In the late 1980s, Martin Scorsese, who had always been an implicitly Christian filmmaker, became an explicitly Christian filmmaker with The Last Temptation of Christ. Evangelicals and conservative Catholics reacted not only with outrage, but with a well-organized boycott. “This is Hollywood’s worst hour,” Moral Majority leader Jerry Falwell said. “Neither the label ‘fiction’ nor the First Amendment gives Universal the right to libel, slander and ridicule the most central figure in world history.” Most people on the left quickly jumped to Scorsese’s defense, ridiculing Falwell for condemning a a film he admitted he had not seen.
It’s unlikely that Confederate, the proposed mini-series set in an alternative historical timeline where the south wins the United States Civil War, will rise to the artistic heights of Martin Scorsese’s magnificent dramatization of the controversial novel by Nikos Kazantzakis. Sadly, however, many American leftists have descended to the level once occupied by Jerry Falwell and Pat Robertson, calling for a boycott of a show that does not yet exist. Following the lead of April Reign, who created the hashtag “OscarsSoWhite,” progressives and anti-racists on social media declared with an almost unified voice that the very concept of an imaginary world where the Confederate States of American successful established their independence was racist and harmful to black people. “You are essentially asking black folks to wait and see if a show about slavery existing to modern times isn’t offensive,” white, male, feminist social media personality Charles Clymer maintained. “You’re asking black folks to be okay with white people being entertained at the thought of the Confederacy existing now.”
The left on social media is, in fact, so united in its outrage at the possibility that “Game of Thrones” creators David Benioff and D.B. Weiss would be successful in bringing “Confederate” to HBO that I began to wonder what I was missing. Was I simply suffering from a bad case of “white privilege?” I eventually decided the whole issue was a lot more complex than anybody wanted to admit. I also realized that as different as they are, the evangelical Christian right and anti-racist, social media left share one thing in common. They both believe that art needs to be experienced, not as an individual, but as part of a community.
I used to attempt to argue the Bible, which I’ve read through several times, with Christian evangelicals, often setting “traps” like pointing out how the story of Jephthah in the Book of Judges seemed to indicate that human sacrifice worked, or asking them where in the Gospels Jesus ever mentioned homosexuality. It never had much effect. One of the primary institutions of the Christian right is the “Bible study,” where prospective church members are drilled in the “correct” interpretation not only of the Gospels and Paul’s letters, but in each book of the Old Testament. I was always astonished at just how many Christian evangelicals had a well-thought out answer to any question I could raise about even the most obscure, and confusing Biblical narratives. I suppose I shouldn’t have been. Back when I was an undergraduate at Rutgers they had such an active chapter of Campus Crusade for Christ that I eventually just assumed that any cute girl who chatted me up was just trying to get me into a room full of people who would disabuse me of the notion that Matthew 25:40 was in any way an argument for socialism.

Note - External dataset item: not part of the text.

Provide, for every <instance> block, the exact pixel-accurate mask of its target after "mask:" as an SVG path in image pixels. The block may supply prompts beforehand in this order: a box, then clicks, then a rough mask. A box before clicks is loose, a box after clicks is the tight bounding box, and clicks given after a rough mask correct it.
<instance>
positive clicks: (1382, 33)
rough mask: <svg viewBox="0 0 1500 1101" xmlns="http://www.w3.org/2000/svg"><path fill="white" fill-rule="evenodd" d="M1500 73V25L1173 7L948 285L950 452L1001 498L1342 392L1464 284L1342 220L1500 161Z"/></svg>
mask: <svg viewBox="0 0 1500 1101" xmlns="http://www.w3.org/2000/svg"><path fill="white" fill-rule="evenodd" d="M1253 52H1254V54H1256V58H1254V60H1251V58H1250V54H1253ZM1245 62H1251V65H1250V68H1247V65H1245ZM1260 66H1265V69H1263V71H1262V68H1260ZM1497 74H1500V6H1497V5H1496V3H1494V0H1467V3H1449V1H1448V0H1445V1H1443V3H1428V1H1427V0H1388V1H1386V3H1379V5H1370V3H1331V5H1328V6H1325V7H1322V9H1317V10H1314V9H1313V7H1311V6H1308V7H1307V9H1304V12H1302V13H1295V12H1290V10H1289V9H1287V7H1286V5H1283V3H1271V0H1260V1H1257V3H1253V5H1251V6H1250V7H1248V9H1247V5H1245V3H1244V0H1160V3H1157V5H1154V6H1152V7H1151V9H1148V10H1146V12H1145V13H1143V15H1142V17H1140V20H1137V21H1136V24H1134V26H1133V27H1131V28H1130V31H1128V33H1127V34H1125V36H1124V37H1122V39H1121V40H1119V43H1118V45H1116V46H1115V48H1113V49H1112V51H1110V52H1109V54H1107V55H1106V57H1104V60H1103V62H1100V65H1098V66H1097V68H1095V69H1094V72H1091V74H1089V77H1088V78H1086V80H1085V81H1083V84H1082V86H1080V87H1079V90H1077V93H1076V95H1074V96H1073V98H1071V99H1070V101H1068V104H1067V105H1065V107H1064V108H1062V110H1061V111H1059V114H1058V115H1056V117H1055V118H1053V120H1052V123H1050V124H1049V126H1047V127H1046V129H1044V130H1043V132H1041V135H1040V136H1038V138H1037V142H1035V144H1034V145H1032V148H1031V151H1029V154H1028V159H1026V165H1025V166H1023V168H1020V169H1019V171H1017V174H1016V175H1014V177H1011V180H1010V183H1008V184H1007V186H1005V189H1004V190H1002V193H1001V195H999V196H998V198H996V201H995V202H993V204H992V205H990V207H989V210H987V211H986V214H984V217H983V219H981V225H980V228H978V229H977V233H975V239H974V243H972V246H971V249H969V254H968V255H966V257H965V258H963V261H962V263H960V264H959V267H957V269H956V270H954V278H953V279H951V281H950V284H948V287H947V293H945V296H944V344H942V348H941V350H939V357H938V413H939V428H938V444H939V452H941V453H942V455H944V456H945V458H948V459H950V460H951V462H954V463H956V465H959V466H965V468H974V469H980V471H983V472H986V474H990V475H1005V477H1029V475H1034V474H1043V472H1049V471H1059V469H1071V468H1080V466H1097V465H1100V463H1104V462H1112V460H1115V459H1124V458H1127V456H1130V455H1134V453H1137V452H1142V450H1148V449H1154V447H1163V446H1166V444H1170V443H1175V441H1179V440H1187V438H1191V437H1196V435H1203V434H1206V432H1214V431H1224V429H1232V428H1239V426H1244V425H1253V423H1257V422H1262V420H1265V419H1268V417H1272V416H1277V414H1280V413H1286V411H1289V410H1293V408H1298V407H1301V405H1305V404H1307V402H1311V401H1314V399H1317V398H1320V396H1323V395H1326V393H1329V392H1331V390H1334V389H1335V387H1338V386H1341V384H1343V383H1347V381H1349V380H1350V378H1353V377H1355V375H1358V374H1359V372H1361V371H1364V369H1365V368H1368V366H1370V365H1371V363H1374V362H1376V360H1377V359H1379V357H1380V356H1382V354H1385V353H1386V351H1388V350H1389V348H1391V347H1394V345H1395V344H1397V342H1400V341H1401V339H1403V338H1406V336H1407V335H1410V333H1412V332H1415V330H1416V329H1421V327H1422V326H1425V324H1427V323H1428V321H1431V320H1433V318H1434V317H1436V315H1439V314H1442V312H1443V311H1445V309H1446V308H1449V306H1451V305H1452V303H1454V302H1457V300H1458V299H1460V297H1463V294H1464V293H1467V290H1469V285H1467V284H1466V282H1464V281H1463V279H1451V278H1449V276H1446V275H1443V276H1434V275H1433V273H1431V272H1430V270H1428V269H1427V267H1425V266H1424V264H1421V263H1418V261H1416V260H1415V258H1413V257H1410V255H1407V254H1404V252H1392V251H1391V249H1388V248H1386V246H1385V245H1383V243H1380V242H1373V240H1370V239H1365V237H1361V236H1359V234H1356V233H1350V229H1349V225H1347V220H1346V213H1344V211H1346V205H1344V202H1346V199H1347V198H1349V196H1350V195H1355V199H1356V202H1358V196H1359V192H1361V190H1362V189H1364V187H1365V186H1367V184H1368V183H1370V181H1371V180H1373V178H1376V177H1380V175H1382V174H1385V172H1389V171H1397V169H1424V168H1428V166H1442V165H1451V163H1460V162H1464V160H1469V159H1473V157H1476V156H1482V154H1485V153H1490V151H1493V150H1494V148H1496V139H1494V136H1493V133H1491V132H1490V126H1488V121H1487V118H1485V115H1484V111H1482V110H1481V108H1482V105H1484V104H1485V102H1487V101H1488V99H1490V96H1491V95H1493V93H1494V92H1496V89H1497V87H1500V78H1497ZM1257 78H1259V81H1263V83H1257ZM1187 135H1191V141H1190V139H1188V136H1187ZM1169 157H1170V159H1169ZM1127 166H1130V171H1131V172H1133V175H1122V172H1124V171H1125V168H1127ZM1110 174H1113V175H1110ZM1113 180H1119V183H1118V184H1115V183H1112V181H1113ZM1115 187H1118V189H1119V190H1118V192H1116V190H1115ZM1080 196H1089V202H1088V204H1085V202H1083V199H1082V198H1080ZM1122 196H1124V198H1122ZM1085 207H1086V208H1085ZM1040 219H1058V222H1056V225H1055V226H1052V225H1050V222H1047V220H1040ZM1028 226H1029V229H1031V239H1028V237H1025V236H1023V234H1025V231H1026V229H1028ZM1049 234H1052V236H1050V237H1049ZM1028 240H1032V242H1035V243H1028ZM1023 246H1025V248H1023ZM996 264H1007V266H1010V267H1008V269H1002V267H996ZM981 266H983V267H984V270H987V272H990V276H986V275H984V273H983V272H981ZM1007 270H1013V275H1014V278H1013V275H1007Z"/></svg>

The social media left’s version of the Bible study is the hash tag. Here, “thought leaders” like April Reign and Charles Clymer will instruct their followers in the correct reactions to the Oscars, the popular HBO miniseries of the day, which pop stars are “lit’ or “woke” or “badass” and which ones are “problematic,” and what forms of artistic expression white people should avoid so as not to “appropriate” someone else’s culture. The main difference between me and my fellow leftists is pretty much the same as the difference between me and the typical Christian evangelical. Just as I read the Bible as an individual, and not as part of a church, I also experience “culture” as an individual, and not as part of a community. Unlike most people on Twitter I did not find the idea of an alternative timeline where the Confederacy emerges victorious racist or “problematic” but intriguing. Neoconfederate propaganda rarely depicts southerners as victorious oppressors, but, rather, as defeated, romantic martyrs. David Benioff and D.B. Weiss, I imagined, might just blunder into something subversive. What many people on the left want to see, by contrast, an imaginary south where blacks are the elite and whites the oppressed, struck me as fairly standard “lost cause,” neoconfederate propaganda about Radical Reconstruction.
What’s ironic is that if Confederate is successfully produced and aired on HBO, I’m unlikely to watch it. I don’t even have HBO. Many of the people who enthusiastically joined in the “NoConfederate” hashtag, on the other hand, are likely to “hate watch” the show, and contribute to HBO’s promotional campaign by debating it online. In fact, the “NoConfederate” hashtag was timed in order to coincide with an episode of Game of Thrones, a series I’ve never followed, and which has always vaguely disgusted me.